- Genre: Legal drama
- Created by: Jill Gordon
- Based on: This Life by Amy Jenkins
- Written by: Jill Gordon Mark B. Perry
- Directed by: Timothy Busfield Tucker Gates Tom Moore Ken Topolsky Scott Winant
- Starring: Mackenzie Astin Ken Marino Samantha Mathis Sydney Tamiia Poitier James Roday Eric Schaeffer
- Composers: W. G. Snuffy Walden Joseph Williams
- Country of origin: United States
- Original language: English
- No. of seasons: 1
- No. of episodes: 9 (6 unaired)

Production
- Executive producers: Jill Gordon Mark B. Perry Ken Topolsky
- Cinematography: John B. Aronson
- Camera setup: Single-camera
- Running time: 45 mins.
- Production companies: P.D. Oliver, Inc.
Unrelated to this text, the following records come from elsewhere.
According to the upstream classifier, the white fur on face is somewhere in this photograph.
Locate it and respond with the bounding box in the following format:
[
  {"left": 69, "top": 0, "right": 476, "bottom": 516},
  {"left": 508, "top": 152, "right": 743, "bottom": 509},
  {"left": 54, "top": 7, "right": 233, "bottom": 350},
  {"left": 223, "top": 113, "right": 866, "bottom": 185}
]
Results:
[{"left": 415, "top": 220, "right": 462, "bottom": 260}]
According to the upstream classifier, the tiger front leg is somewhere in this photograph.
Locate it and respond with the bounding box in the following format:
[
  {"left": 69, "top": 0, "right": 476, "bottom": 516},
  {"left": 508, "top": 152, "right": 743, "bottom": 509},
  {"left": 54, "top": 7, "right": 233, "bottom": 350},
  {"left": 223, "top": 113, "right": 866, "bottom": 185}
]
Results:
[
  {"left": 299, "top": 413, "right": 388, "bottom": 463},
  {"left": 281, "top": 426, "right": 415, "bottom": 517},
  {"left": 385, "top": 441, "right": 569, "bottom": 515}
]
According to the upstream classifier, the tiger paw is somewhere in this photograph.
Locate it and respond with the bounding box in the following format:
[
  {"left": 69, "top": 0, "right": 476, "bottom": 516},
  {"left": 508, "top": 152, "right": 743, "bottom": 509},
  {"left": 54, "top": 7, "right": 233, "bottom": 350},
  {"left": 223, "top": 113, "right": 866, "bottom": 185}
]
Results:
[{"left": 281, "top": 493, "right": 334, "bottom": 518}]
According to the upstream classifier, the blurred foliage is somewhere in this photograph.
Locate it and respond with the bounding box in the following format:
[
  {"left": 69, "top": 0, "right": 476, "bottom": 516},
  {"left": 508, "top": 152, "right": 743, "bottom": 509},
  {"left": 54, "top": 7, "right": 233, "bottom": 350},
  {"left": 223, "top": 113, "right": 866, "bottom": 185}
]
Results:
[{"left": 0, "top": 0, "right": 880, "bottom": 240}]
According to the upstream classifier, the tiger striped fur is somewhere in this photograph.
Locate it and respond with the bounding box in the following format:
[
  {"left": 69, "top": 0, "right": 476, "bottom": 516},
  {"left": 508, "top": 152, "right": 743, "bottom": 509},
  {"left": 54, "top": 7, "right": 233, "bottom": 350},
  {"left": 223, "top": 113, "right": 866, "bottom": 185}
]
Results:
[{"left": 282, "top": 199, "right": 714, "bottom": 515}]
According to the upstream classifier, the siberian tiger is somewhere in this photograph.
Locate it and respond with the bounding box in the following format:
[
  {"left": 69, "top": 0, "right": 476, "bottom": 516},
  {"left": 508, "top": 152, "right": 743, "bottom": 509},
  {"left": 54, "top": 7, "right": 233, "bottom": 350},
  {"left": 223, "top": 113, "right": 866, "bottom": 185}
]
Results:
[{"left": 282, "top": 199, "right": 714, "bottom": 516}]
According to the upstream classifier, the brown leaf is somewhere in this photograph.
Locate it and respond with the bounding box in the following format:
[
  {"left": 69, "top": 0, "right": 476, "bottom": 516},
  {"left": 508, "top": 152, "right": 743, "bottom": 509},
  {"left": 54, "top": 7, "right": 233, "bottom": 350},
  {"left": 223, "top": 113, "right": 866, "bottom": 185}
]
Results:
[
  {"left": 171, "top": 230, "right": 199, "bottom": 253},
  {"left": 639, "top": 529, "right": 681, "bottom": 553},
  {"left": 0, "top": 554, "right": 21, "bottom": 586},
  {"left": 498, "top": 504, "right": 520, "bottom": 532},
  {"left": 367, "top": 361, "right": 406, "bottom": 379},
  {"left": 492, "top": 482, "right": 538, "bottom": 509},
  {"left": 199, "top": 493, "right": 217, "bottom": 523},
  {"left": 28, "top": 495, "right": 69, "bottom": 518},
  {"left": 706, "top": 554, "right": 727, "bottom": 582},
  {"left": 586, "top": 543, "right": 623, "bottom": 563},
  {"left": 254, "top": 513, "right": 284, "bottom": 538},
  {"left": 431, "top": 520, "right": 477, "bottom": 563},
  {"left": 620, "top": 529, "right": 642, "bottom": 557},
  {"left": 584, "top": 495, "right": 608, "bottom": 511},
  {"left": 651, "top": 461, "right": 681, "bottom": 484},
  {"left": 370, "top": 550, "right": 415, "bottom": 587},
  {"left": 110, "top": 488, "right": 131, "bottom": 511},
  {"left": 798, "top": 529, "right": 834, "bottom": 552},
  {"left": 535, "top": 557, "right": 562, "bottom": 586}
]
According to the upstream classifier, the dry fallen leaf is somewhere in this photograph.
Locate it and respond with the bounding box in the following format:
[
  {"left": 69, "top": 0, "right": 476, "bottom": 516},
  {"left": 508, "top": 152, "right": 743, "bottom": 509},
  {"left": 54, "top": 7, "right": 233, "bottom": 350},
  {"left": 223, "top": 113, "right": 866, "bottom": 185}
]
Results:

NBC Studios Studios USA Television

Original release
- Network: NBC
- Release: March 19 – April 2, 2001

Related
- This Life

= First Years =

American television series

First Years is an American legal drama that aired on NBC from March to April 2001. It is a remake of the British series This Life. The series premiered on March 19, 2001, but was canceled after only three of the nine episodes produced had aired.

==Overview==
The series chronicles the lives of five young lawyers who live together in a house in San Francisco.

==Cast==

===Main===
- Mackenzie Astin as Warren Harrison
- Ken Marino as Miles Lawton
- Samantha Mathis as Anna Weller
- Sydney Tamiia Poitier as Riley Kessler
- James Roday Rodriguez as Edgar "Egg" Ross
- Eric Schaeffer as Sam O'Donnell

===Recurring===
- Kevin Connolly as Joe
- Bruce Winant as Bruce

==Episodes==

| No. | Title | Directed by | Written by | Original release date | Prod. code |
|---|---|---|---|---|---|
| 1 | "The First Thing You Do..." | Scott Winant | Jill Gordon | March 19, 2001 | E1902 |
| 2 | "...And Then You Die" | Timothy Busfield | Mark B. Perry | March 26, 2001 | E1903 |
| 3 | "There's No Place Like Homo" | Timothy Busfield | Mark B. Perry | April 2, 2001 | E1907 |
| 4 | "Porn in the U.S.A." "First Day" | Tom Moore | TBD | Unaired | E1901 |
| 5 | "Touched by a Reindeer" | Ken Topolsky | TBD | Unaired | E1904 |
| 6 | "Lawyerboy" | Tucker Gates | TBD | Unaired | E1905 |
| 7 | "When I Grow Up" | TBD | TBD | Unaired | E1906 |
| 8 | "Habeas Corpse" | Ken Topolsky | TBD | Unaired | E1908 |
| 9 | "This Life" | Timothy Busfield | TBD | Unaired | E1909 |

==Reception==
Eric Mink of the New York Daily News critically panned the series, describing the lead characters as "collectively annoying".